I'm not really sure about this week. It's kind of been a mixed bag (I say that nearly every time I write this post but hey, at least I'm consistent)!
If saner heads hadn't prevailed I'd probably be huddled in a corner, weeping. Alas, I've just about managed to keep it together.
The 'Go it Alone' thing happened on Tuesday. It was weird. But surprisingly, less daunting than first expected. Although, I'm glad it was early in the week because my head had been going non-stop crazy during the build up. I didn't and don't yet feel a sense of relief; or even grief for that matter, I'm just manically peaceful. Most likely it'll take me a few days to a week to realise what's actually happened and what's going to happen and I reckon when it hits I'll find a little hideaway and just be still.
Bar a few (more) car mishaps, an attempt to find solidarity at the bottom of (three) beer bottles and extremely long walks home it's probably been one of my calmer weeks. And that is saying something because there's a lot I can't condense for this post. I like the idea of writing it all down, documenting it here, on paper, in photos.
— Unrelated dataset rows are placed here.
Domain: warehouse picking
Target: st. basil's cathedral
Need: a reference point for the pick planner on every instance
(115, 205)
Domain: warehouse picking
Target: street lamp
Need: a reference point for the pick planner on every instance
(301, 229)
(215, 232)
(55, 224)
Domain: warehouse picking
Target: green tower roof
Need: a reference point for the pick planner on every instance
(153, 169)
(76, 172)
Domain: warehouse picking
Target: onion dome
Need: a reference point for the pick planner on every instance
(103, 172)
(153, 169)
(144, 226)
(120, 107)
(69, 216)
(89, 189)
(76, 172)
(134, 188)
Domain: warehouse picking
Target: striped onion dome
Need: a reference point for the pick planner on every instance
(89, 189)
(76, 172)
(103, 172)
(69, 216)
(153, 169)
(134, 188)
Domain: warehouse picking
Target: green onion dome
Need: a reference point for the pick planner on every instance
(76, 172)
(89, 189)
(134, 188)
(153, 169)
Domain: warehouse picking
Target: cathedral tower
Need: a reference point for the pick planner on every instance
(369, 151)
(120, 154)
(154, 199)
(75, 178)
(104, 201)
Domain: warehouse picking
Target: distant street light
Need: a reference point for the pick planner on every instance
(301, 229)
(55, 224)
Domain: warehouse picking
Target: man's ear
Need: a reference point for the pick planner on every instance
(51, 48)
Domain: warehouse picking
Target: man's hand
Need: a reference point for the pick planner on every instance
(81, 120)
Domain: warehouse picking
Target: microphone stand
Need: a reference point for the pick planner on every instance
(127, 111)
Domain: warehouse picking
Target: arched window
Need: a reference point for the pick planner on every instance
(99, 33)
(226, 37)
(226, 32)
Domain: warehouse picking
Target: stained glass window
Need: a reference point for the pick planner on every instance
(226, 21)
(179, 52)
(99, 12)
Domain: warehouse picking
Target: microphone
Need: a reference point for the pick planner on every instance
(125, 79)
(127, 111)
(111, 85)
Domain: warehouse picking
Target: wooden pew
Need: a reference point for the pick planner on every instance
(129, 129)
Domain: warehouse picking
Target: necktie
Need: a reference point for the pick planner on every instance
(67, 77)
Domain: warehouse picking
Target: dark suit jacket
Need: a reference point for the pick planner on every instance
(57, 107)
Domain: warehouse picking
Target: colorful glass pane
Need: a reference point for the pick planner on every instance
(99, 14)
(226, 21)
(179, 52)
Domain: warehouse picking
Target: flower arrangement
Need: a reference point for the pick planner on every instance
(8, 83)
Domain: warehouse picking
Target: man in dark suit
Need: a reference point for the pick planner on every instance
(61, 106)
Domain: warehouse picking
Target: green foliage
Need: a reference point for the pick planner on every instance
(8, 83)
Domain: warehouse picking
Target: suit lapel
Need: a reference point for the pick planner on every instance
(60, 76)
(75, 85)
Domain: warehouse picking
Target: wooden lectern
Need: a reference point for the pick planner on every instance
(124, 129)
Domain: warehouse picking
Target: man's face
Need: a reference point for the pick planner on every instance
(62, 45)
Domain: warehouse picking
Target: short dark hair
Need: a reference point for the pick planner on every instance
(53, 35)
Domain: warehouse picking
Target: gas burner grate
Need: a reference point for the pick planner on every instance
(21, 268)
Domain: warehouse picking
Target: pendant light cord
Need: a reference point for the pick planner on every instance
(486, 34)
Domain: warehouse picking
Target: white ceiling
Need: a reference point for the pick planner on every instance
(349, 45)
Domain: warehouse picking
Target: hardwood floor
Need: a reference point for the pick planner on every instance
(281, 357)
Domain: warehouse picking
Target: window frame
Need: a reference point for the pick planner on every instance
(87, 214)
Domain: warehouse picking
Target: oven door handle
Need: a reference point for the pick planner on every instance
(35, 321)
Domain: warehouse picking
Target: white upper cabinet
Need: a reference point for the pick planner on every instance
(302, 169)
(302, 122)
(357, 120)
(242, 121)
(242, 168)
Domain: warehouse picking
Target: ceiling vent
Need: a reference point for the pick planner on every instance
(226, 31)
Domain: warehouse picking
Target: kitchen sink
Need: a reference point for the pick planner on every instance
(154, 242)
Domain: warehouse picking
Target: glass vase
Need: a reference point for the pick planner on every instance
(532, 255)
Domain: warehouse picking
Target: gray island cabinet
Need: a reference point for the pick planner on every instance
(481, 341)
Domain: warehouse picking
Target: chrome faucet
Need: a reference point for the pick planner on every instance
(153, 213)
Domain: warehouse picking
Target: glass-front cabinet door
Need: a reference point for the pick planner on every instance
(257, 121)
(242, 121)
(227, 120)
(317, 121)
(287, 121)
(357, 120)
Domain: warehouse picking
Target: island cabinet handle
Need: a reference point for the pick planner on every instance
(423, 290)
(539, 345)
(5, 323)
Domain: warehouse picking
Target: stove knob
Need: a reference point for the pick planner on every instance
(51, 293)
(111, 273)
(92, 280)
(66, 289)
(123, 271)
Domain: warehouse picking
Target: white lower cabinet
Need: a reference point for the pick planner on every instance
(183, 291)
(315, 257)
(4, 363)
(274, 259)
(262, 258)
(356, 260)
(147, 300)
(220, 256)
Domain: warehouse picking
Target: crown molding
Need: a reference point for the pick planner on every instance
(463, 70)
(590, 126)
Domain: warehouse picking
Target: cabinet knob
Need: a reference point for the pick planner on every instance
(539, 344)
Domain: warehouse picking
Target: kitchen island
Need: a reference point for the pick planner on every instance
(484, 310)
Then, at the same time I like my little private thoughts and memories. So really, I could be writing about the normality and routine of my week whilst sat in the Sahara Dessert - unlikely as the WiFi is probably terrible, but you get the idea, my week could have been wild and completely illegal and you wouldn't know because I haven't typed it here.
I actually wrote this in the early hours of this morning, with most of my friends asleep (on floor) in the room next door. It can be a little romanticised and fickle sometimes, but I love it. And I still don't know whether to laugh or cringe at the amount of times "This is so Skins" has been said in the last week.
Someone tell me how I scored this lot.
My laughter generators at 2am when I have to be up at six.